As extreme heat and shifting rain patterns threaten lives and livelihoods, the Self Employed Women's Assosciation is pioneering solutions that redefine how we measure and respond to climate change.
Relentless months at temperatures above 100°F, both at work and at home, offer no respite.
Wages are lost as it is sometimes just too hot to work. The poor also suffer from exhaustion, bodily harm, and mental fatigue. Hot summer months are followed by monsoons that have of late been unpredictable and even unseasonal, disrupting crop cycles, and fueling further wage loss and food insecurity.
Climate change is not a distant reality for SEWA’s members. Their community-led innovations range from ice-coolers for street vendors, cool-roofs for their homes, and cooling stations for their communities, to the creation of one of the first parametric heat insurance products anywhere in the world.
Members of the Self Employed Women’s Association (SEWA) reflect on the 50 years the organization has supported and organized women in India, particularly through the social, political, and economic crises of those decades.
Now, the organization is preparing for the challenges ahead, especially those brought on by climate change.
In this video, members highlight SEWA’s core values and how they are guiding the organization’s proactive approach to prepare for, mitigate, and reduce the hazardous effects of climate change across their communities.
The Agariya community in Kutch migrates seasonally to the vast desert that was once connected to the sea. Here, from October to April, these communities first prepare – by hand – large vats, which are then filled with briny groundwater drawn up by pumps. In 2021, summer temperatures in Kutch soared and stayed above 120°F, making it one of the hottest places on earth. The potable water that the Agariyas had ferried into the inland saltpans became too hot to drink, and the food they brought spoiled without refrigeration. SEWA responded by building underground water tanks and transporting watermelons to provide hydration and temporizing nourishment.

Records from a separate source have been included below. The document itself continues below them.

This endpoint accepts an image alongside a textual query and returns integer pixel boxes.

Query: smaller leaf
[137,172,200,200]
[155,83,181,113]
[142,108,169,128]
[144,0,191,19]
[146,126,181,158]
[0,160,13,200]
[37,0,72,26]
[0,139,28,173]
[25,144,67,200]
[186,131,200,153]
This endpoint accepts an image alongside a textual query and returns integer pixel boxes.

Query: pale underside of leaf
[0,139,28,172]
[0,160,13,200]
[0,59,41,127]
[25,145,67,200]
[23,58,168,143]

SEWA had long worked with and invested in these communities. Small loans allowed the workers to invest in solar pumps, replacing the diesel pumps that had precluded them from earning a living wage. The solar panels are taken back to the villages after the salt harvest, to power homes. The switch from diesel to solar has mitigated air and noise pollution, allowing flamingos to return to their annual migratory path through the Little Rann.

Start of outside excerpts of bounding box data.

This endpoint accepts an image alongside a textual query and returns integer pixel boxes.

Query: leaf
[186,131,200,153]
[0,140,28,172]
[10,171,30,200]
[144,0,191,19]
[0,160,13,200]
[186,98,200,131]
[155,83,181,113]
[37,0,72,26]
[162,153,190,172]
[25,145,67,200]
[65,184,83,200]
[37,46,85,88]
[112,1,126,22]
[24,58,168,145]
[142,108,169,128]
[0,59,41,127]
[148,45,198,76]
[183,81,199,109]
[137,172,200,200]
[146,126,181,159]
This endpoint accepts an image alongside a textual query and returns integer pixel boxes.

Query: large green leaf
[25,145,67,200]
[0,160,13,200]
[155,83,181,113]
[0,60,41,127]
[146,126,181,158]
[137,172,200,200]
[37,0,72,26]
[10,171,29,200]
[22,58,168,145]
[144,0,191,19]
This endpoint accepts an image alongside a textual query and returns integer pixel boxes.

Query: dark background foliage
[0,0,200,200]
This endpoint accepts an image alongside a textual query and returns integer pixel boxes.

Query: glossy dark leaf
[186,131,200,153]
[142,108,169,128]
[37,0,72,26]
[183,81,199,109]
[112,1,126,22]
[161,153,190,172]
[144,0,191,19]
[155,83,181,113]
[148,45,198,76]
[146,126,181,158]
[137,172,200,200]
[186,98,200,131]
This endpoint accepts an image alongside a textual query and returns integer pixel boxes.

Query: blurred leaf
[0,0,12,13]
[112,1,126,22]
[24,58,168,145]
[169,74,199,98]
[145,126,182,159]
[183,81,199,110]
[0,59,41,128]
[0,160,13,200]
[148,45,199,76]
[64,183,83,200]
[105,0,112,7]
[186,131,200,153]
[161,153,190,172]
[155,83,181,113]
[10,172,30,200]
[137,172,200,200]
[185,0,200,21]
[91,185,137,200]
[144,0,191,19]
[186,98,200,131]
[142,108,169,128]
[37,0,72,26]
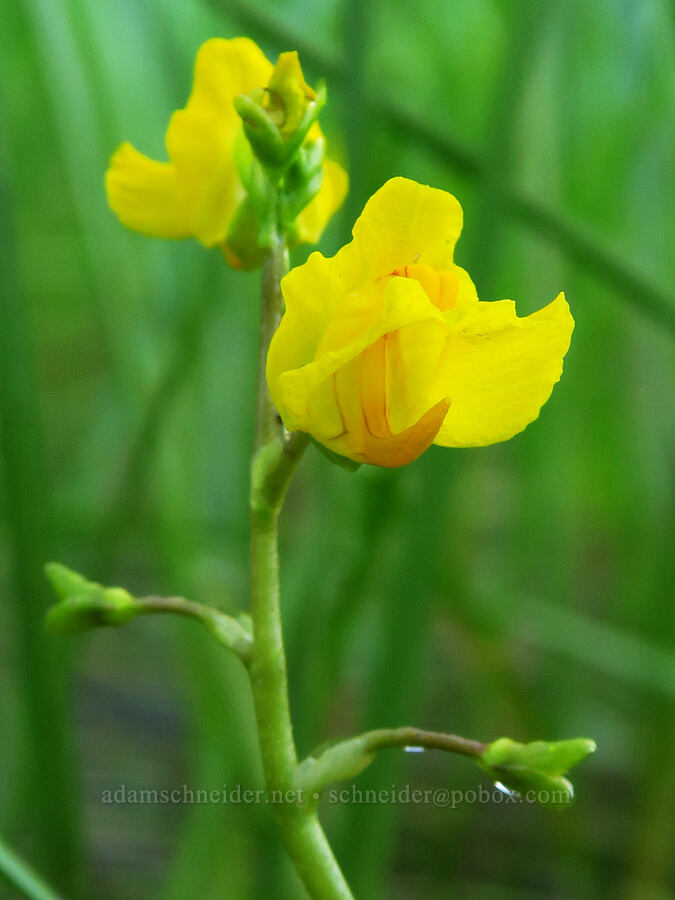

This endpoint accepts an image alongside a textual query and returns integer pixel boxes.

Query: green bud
[477,738,595,807]
[45,563,137,634]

In the summer of 2024, cyclones in Dubai gripped international headlines. The same weather phenomenon dumped heavy rainfall on the ready-to-harvest “ripe” salt in Kutch, destroying six months of work and the year’s wages.
By 2023, SEWA had collaborated with the Adrienne Arsht-Rockefeller Foundation Resilience Center and Blue Marble to create a first-of-its-kind extreme heat microinsurance product. The insurance provided cash transfers to daily wage workers when certain temperature thresholds were reached. Having not received payouts as anticipated, SEWA members questioned both the basis of these thresholds and the harms they were meant to prevent. Why were three days at 110°F worse than ten days at 104°F? If the goal was to protect wages, should the threshold not be lower since the fruits and vegetables on their vending carts spoiled sooner?

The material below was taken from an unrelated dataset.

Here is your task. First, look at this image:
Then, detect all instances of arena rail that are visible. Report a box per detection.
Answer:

Partnering with researchers from Harvard, 1000 SEWA members across eight occupations are now tracking the microenvironments in their homes and workplaces. They are measuring the impact of heat and humidity on human physiology by monitoring their own heart rates, sleep patterns, and biomarkers, some continuously, night and day, for 13 months. Thousands of microsensors and biosensors will help redefine thresholds for early warnings, work conditions, and health protections.
The graphics here present early findings from 2024. While the oppressive summer temperatures start falling as the monsoon sets in, the concomitant rise in humidity keeps the wet bulb globe temperature — a sensitive indicator of how humans perceive heat — at levels far above recommended thresholds for human wellbeing.
This study, the largest of its kind, is a contribution to the world, from some of the poorest communities affected by climate change, so we may narrow gaps in our understanding of the uncertain future we face.